The altered framework shakes up the consumer-centered value system.  The consumer framework prizes certain ideals: convenience, efficiency, and predictability are chief among them.  The “connoisseur” framework tends to highlight taste, health, and naturalness. Philosophically, there was also a move against relativism. As a medieval adage once put it, our judgments, at their best, have a  fundamentum in re, a basis in reality.  Of course the individual is doing the judging. But it’s not arbitrary and solely subjective.  There is interaction with conditions operative apart from ourselves. “Opinions,” may be matters of arbitrary predilection.  “Judgments” are not. They are distinguished by their awareness of some fundamentum in re.  

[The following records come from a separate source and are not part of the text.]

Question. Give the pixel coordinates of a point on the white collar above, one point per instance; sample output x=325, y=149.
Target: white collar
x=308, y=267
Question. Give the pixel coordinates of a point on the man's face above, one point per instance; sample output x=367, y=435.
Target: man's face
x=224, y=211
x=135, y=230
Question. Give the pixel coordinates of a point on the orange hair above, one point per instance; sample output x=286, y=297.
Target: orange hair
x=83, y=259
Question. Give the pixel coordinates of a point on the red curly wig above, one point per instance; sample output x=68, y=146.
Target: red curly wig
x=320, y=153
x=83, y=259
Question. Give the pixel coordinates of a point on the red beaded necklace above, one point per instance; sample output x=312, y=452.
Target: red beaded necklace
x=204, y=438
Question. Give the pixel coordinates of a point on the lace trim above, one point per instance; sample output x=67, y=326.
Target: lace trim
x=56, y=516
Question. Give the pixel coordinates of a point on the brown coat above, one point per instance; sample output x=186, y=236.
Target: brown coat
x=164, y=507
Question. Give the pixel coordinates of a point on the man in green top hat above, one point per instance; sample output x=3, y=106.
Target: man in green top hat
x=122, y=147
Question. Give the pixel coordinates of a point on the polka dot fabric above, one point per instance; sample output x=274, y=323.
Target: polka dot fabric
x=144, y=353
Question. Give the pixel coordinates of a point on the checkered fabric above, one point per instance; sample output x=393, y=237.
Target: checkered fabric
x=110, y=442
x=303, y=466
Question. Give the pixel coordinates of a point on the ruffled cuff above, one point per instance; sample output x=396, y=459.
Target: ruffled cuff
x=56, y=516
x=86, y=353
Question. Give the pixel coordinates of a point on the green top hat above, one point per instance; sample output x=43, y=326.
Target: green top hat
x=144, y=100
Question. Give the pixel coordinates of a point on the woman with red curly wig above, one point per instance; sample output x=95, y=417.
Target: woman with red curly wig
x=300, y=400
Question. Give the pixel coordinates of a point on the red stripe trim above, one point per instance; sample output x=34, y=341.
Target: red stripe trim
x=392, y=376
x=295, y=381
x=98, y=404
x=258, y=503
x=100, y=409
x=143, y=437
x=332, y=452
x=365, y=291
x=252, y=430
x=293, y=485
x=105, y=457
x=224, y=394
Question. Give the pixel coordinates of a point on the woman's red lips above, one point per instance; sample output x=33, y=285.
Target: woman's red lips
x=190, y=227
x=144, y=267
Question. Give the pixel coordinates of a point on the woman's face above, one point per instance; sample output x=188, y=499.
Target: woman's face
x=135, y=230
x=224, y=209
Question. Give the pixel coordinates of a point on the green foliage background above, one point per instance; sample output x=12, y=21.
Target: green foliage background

The challenge to relativism is also a challenge to consumerism.  The flattening, trivializing and levelling of taste is almost a necessity for a consumer culture. Real discrimination is disastrous for mass sales. Products like beers that are not really “beer” (made with rice instead of barley, for example) can be mass-marketed and become widely popular. The consumer is, on one hand flattered, treated like a little-god whose preferences are the final evaluative word. On the other hand, the consumer is de-skilled to the degree that powers of
discrimination are lost. The resultant void opens the door for the manipulations of advertising.  


The recent rise in sales of butter over margarine are indicative of the newer attitude. So is the penchant of millenials to favor real cheese over factory produced simulacra.

Judgments, for intelligent creatures, should indeed have a fundamentum in re, be based on conditions actually operative apart from us. The temptation to be God-like is ever present.  Its most recent variation: “consumers as little gods deciding, simply by their subjective preferences, what is good or bad.” This represents the latest version of the “thee shall be like gods” temptation.  It appears that, although their parents might have succumbed, millenials are somewhat resistant. They understand themselves more as “connoisseurs” than as “consumers.”